かむ計画とは、田部井保が推進している、コンピュータの新しい入力装置の提案、またかむ付属コンピュータの提案を進める事です。
「かむ」とは、コンピュータの新しい呼び名で、「コンピュータ」という言葉を漢字一字で表す必要を感じていた田部井保が考えた新しい言葉です。「電子計算機」は論外で中国の「電脳」は中々良いのですが、漢字一字にするべきだとの思いから新しい漢字を作りました。CPUやメモリはシリコンから出来ているので、石偏とし、コンピュータが情報を伝えるという面での紙の代わりになるものという事から紙の旁の氏をもらって来て、石偏に氏という漢字としました。読みは、音読みで「し」、訓読みで紙の次に来るものという意味から「かむ」としました。

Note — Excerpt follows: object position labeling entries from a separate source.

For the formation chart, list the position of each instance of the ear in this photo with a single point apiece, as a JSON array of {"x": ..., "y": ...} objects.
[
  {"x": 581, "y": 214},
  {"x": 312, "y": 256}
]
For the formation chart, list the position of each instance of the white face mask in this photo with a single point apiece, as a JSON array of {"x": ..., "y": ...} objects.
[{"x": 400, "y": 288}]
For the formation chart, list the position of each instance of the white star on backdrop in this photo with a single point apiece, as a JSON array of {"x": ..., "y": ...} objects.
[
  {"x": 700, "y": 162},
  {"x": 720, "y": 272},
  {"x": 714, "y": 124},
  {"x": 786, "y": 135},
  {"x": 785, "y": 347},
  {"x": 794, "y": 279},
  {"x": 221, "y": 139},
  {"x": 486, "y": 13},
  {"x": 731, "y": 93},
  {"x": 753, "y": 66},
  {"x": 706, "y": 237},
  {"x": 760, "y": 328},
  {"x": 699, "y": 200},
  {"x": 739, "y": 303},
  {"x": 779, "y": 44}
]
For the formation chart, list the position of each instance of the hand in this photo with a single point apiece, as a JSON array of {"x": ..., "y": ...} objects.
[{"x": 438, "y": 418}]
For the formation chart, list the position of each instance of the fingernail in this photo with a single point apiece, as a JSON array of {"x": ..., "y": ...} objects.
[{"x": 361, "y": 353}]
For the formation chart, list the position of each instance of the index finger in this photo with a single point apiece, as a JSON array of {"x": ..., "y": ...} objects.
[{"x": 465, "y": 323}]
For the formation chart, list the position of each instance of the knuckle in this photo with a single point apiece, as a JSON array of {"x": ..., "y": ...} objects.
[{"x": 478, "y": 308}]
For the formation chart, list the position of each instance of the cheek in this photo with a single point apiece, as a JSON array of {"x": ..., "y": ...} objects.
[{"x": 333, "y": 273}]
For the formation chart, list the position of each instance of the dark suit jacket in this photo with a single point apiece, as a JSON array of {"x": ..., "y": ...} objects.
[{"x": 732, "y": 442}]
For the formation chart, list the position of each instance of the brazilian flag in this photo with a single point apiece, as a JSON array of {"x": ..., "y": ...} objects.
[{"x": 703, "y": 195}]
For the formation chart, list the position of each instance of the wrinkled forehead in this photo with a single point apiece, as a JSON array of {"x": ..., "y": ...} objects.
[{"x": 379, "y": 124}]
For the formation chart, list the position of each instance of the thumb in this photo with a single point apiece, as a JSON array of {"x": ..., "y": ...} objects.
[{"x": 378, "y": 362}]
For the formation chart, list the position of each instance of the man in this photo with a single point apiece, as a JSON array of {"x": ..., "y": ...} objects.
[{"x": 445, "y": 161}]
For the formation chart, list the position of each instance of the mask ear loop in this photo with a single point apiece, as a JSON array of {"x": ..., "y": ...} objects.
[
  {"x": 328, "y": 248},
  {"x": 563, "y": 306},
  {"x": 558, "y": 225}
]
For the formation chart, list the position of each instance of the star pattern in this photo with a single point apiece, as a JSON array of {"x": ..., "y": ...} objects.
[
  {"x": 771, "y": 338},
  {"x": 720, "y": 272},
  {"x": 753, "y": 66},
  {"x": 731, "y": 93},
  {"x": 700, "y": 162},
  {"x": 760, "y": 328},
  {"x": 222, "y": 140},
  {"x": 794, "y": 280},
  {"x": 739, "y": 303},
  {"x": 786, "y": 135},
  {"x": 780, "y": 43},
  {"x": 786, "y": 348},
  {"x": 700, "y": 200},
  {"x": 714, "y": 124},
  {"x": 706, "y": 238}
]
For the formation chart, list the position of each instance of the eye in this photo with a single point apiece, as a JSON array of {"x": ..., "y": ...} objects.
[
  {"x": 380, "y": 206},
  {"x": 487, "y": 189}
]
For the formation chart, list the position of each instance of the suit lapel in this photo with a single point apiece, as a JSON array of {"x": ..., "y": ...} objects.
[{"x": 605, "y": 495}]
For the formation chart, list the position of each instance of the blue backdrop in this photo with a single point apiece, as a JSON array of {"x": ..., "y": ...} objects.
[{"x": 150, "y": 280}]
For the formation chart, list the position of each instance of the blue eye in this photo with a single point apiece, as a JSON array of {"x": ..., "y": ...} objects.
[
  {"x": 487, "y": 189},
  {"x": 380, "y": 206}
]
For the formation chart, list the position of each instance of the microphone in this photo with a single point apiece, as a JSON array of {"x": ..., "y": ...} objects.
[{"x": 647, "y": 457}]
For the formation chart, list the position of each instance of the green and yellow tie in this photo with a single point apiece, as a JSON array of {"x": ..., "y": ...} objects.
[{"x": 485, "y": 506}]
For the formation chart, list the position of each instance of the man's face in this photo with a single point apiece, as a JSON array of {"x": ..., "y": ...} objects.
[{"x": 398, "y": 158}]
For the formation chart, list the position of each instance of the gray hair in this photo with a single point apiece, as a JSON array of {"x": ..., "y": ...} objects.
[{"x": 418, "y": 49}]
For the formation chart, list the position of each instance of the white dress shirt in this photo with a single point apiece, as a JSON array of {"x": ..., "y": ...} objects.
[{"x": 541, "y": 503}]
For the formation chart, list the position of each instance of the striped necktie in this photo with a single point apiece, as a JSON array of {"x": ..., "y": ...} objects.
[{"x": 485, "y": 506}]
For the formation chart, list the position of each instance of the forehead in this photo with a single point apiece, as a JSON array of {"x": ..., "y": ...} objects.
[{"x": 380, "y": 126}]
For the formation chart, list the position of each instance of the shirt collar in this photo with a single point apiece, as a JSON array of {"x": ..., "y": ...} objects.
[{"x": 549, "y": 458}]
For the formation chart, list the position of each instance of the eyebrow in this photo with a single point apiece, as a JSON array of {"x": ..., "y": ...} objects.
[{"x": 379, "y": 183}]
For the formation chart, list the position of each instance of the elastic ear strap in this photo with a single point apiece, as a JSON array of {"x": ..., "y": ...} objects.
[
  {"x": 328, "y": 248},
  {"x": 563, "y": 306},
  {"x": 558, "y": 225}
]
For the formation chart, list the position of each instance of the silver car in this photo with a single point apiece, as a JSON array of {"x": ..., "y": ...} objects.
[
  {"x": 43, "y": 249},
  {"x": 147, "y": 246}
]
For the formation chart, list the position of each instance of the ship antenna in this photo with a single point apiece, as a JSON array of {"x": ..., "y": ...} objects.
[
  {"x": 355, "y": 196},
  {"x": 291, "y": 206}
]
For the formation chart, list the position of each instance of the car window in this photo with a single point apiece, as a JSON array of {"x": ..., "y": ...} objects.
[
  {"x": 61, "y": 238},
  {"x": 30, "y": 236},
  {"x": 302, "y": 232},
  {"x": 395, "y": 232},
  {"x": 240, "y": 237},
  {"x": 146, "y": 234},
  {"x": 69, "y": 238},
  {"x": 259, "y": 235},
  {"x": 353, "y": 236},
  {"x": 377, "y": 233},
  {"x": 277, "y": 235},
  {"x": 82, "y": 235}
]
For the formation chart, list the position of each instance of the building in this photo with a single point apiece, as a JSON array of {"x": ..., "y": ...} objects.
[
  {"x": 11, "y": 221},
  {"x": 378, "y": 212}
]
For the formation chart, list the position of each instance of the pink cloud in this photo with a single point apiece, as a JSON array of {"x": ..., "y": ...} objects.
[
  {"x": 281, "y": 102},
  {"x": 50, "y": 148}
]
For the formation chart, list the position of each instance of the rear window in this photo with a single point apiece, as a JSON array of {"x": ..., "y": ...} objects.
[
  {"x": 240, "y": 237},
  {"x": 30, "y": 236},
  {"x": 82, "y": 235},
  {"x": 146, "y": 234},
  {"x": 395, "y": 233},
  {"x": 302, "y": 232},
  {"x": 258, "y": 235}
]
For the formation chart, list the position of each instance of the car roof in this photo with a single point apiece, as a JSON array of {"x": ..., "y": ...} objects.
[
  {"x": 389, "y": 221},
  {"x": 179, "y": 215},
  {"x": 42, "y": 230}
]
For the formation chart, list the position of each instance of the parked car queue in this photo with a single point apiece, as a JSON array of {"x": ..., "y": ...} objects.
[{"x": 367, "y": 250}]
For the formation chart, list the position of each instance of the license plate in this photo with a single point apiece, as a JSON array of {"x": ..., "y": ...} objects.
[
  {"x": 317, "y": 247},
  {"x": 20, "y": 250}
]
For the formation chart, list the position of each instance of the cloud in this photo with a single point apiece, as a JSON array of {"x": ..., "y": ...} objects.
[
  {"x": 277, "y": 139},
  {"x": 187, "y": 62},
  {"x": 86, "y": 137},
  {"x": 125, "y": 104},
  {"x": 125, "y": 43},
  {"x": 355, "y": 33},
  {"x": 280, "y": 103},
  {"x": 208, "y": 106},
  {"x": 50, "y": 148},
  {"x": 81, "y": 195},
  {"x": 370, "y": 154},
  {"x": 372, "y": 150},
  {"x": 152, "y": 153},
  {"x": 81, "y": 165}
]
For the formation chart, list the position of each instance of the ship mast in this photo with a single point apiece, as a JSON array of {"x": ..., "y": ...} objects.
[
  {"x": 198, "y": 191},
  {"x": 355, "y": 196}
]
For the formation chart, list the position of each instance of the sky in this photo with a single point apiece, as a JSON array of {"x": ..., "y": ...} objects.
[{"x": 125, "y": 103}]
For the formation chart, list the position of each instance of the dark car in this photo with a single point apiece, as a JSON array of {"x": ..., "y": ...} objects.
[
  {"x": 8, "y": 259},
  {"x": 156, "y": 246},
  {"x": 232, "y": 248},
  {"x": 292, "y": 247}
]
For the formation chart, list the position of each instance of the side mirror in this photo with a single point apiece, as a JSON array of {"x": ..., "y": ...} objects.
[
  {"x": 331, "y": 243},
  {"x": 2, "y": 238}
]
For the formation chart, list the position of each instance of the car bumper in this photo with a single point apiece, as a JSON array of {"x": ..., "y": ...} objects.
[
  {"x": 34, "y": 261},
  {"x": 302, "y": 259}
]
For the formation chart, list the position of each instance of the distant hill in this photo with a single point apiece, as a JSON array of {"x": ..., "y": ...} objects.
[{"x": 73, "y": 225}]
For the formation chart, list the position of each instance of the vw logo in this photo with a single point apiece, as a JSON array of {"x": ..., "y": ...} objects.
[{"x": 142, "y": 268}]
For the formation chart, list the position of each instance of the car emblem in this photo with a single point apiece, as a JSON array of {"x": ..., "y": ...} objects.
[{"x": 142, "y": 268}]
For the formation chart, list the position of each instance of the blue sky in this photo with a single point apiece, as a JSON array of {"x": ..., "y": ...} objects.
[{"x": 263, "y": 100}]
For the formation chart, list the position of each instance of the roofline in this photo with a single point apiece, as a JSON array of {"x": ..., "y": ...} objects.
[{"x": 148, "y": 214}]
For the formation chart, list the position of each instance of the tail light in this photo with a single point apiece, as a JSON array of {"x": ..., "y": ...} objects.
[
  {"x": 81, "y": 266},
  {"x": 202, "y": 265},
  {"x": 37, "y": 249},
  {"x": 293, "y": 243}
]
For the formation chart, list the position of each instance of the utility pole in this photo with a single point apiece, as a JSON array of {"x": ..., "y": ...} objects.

「かむ」の中心、「キーグリップ」は、1992年頃思い付いたのではと思います。もう少し後かもしれませんが。1996年に「キーグリップについて」という論文を書きます。そして2000年頃、特許の出願をします。しかし、拒絶理由通知が来て、特許事務所の方に意見書を書いて頂き、特許として認められますが、大分縮小された形での特許査定となってしまいました。2002年頃、更に2つの特許を出願しますが、それは拒絶理由通知が来て、意見書を出さなかったので、特許として認められませんでした。2006年頃、ボイジャージャパンのT-Timeで「かむ(石偏に氏)計画」という論文を発表します。2008年頃だったかに、普通のキーボードでかむ配列を持つウインドウズアプリを作ったのですが、Nキーロールオーバーのキーボードは当時はあまり無かったと思うので、実用には耐えられませんでした。2010年にiPadアプリとして「かむキーボード」をリリースしたのですが、片手用のソフトウエアキーボードで日本語入力にはあまり使い易いとは言えませんでした。2014年にボイジャージャパンのRomancerで「かも計画」という論文を発表します。「かむ」で芽が出ないので、一時的にかむの50音で考えた「かみ」の次「かも」にしていました。2019年頃から、自作キーボードでかむキーボードを実現する事に注力します。最初は片手から、両手にして、既存の自作キーボードの一部だけを使うという所から、2024年、最終的にかむ専用キーボードが出来ました。2022年頃、iPadアプリかむキーボードその2を作りました。しかし、片手だけでは使いにくいです。自作キーボードのかむキーボード両手板は、とても使い易いです。2024年から遊舎工房で「かむキーボード」を販売しているのですが、まだ売れていません。